Reputation: 640
I would like to read a file from S3 in my EMR Hadoop job. I am using the Custom JAR option.
I have tried two solutions:
org.apache.hadoop.fs.S3FileSystem
: throws a NullPointerException
.com.amazonaws.services.s3.AmazonS3Client
: throws an exception, saying "Access denied".What I fail to grasp is that I am starting the job from the Console, so obviously I should have the necessary permissions.
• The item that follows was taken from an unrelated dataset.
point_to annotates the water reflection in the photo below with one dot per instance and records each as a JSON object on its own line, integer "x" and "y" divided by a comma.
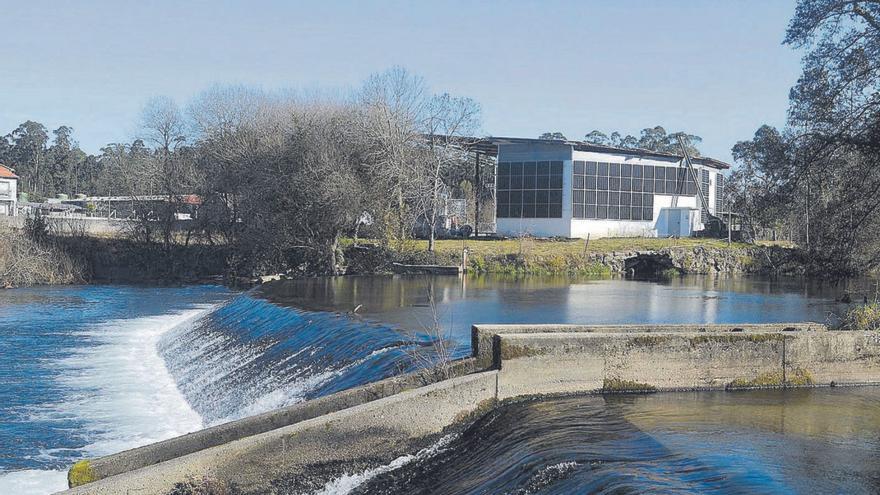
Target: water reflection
{"x": 464, "y": 301}
{"x": 780, "y": 441}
However, the AWS_*_KEY keys are missing from the environment variables (System.getenv()
) that are available to the mapper.
I am sure I do something wrong, just not sure what.
Upvotes: 6
Views: 13466
Reputation: 41
Probably a little bit late, but...
Use InstanceProfileCredentialsProvider
for AmazonS3Client.
Upvotes: 4
Reputation: 212
I think that your EMR cluster need to have access to S3, you can create an IAM role for your EMR cluster and give it access to S3. check this link : http://docs.aws.amazon.com/ElasticMapReduce/latest/DeveloperGuide/emr-iam-roles.html
Upvotes: 2
Reputation: 31515
I think the syntax is
hadoop jar your.jar com.your.main.Class -Dfs.s3n.awsAccessKeyId=<access-id> -Dfs.s3n.awsSecretAccessKey=<secrect-key>
Then the path to the common prefix you wish to read should be of the form
s3n://bucket-name/common/prefix/path
Upvotes: 0